High school student Erin Bailey is going to get an A on her senior project. She just pulled off something no one else has. She hosted a pride festival in notoriously anti-LGBT Vice President Mike Pence’s hometown.
Over 1,000 people braved chill winds and rain to show support for the LGBT community in Columbus, Indiana. Shortly after the event started, the rain died off and the sun came out to shine on the parade of people streaming through the downtown streets.
The city of 47,000 people welcomed the visitors warmly. The Old National Bank downtown had rainbow colored banners in the windows touting diversity and inclusion.
Cummins Engine Company, the Fortune 500 company that inadvertently kicked off the town’s first LGBT protest in 2000 when it began offering domestic partner benefits, flew the rainbow flag over their corporate headquarters.
About the same amount of people rallied in the town after the company announced their decision, praying that the corporation would repeal their decision. Letters to the editor flooded the local newspaper, religious right leaders all over the state goaded their flock with prophecies of damnation and drag queens, and many in Columbus would have gladly pulled in the welcome mat.
“This is Indiana, not San Francisco,” a Cummins engineer named Ben Manring said in a press release for the prayer rally. “Attracting homosexuals to Columbus will bring grave changes to our community.”

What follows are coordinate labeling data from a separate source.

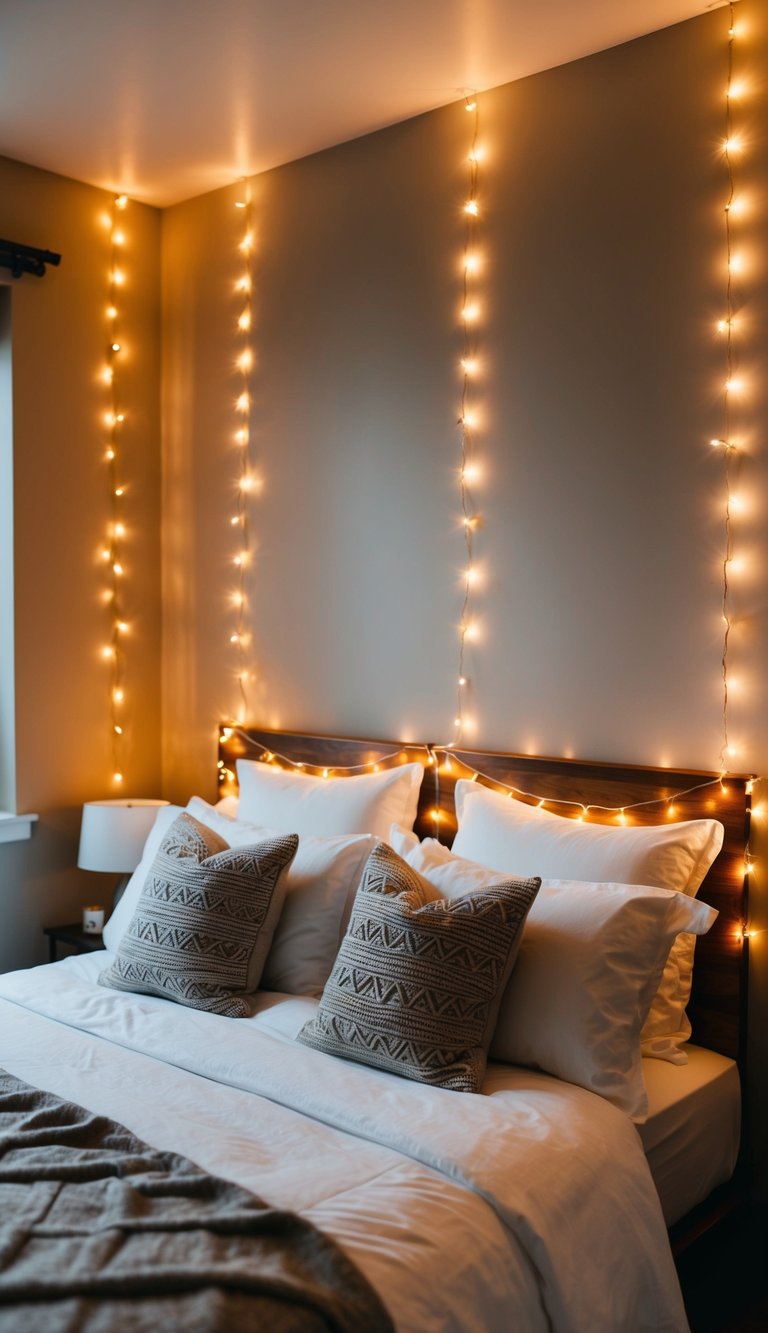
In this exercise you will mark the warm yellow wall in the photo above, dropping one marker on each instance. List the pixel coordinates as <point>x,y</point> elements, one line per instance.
<point>59,339</point>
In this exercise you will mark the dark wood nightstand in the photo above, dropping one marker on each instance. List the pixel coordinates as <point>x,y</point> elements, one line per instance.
<point>74,936</point>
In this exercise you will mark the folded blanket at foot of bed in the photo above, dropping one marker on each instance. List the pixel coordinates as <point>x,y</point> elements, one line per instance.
<point>99,1232</point>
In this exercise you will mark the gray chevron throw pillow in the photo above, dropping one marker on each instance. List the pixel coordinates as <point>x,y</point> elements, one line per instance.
<point>204,921</point>
<point>418,980</point>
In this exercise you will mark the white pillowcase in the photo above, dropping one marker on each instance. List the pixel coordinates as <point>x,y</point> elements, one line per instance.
<point>590,963</point>
<point>318,807</point>
<point>320,887</point>
<point>514,836</point>
<point>120,919</point>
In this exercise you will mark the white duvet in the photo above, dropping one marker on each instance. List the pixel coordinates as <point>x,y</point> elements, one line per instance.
<point>527,1208</point>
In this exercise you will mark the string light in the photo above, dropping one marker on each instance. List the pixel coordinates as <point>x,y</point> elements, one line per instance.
<point>116,531</point>
<point>406,753</point>
<point>731,388</point>
<point>468,417</point>
<point>244,361</point>
<point>622,813</point>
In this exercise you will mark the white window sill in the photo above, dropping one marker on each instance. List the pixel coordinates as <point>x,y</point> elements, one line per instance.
<point>14,828</point>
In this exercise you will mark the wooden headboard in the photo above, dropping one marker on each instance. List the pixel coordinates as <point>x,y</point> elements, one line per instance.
<point>647,796</point>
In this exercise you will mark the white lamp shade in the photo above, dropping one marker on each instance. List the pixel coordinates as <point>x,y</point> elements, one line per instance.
<point>112,833</point>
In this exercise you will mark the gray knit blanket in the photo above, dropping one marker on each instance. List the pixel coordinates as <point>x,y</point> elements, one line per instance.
<point>102,1233</point>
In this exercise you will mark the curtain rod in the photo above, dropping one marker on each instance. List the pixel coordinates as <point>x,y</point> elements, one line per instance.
<point>26,259</point>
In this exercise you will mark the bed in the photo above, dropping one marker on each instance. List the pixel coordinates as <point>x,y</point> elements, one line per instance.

A counter-rally to support the company, co-organized by my husband and I with a handful of locals, drew 150 people. It was the largest LGBT protest in the state at the time.
The problem with Manring’s logic, and the reason why one of my family members attended the prayer rally in 2000 but stood with the LGBT community at today’s pride festival, is that we were already here.
No religious zealots protested at the festival today.